Agent Workflow Memory induces sub-task routines at finer granularity than full tasks, abstracts example-specific values, and compounds them hierarchically. This produces 24.6% relative gain on Mind2Web and 51.1% on WebArena, with larger gains as train-test gaps widen.
Research shows reliable LLM agents externalize three cognitive burdens—memory (state persistence), skills (procedural components), and protocols (structured interaction)—into a harness layer rather than relying on model scale alone. The harness unifies these externalities and eliminates the need for the model to solve the same problems repeatedly.
AgentFly formalizes agent learning as a Memory-augmented MDP with three memory modules (case, subtask, tool) that enable credit assignment and policy improvement entirely through memory operations. The approach achieved 87.88% on GAIA validation without modifying LLM parameters.
Agents trained on static expert datasets cannot learn from their own failures or generalize beyond demonstrated scenarios because they never interact with environments during training.

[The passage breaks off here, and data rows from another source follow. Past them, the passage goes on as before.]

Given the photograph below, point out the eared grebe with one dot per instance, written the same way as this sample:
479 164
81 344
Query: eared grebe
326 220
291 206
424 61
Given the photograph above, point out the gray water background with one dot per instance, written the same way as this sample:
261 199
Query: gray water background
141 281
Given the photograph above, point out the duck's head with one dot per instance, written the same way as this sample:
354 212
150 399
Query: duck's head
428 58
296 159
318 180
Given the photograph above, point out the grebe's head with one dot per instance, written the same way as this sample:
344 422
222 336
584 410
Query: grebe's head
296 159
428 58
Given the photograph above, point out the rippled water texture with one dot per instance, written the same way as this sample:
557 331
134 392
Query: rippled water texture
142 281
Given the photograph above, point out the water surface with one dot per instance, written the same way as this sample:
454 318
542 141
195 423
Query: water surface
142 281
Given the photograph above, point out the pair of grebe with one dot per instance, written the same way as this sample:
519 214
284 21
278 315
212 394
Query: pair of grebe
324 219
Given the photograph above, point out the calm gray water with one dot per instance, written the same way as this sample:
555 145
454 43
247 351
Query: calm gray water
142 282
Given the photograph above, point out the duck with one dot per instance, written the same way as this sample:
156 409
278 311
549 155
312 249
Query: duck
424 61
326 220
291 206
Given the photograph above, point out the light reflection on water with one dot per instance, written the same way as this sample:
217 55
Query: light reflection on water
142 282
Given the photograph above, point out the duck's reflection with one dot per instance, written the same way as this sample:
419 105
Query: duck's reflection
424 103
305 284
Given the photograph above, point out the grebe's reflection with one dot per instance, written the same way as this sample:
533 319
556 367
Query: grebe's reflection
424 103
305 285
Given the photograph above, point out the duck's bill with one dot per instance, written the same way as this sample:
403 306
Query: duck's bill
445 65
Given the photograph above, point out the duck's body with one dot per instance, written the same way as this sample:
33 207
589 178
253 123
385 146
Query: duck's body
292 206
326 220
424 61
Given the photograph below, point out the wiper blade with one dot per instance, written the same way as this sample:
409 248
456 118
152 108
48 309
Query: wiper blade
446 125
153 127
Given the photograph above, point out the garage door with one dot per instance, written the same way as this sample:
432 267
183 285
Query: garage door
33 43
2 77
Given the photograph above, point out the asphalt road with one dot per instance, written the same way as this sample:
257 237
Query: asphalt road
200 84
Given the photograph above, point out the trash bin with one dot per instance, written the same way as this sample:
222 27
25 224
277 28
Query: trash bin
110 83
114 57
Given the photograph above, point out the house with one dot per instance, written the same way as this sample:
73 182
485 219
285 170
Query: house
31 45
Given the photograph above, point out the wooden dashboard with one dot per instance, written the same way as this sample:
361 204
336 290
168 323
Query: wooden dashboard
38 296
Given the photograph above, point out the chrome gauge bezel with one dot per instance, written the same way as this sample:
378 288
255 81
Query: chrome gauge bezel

Competence is capped by what curators imagined, not by agent capacity.
Converting LLMs to action-capable systems requires four distinct stages: curating action-environment-user datasets, training for action grounding, integrating agent infrastructure with memory and tools, and rigorous safety evaluation. The surrounding system and harness determine whether actions are grounded or hallucinated.
SearchSwarm shows that training models to delegate subtasks and integrate summarized results beats passive compression, with a 30B model matching much larger ones. Critically, the delegation skill transfers to single-agent tasks, suggesting it teaches disciplined decomposition and evidence grounding, not just orchestration.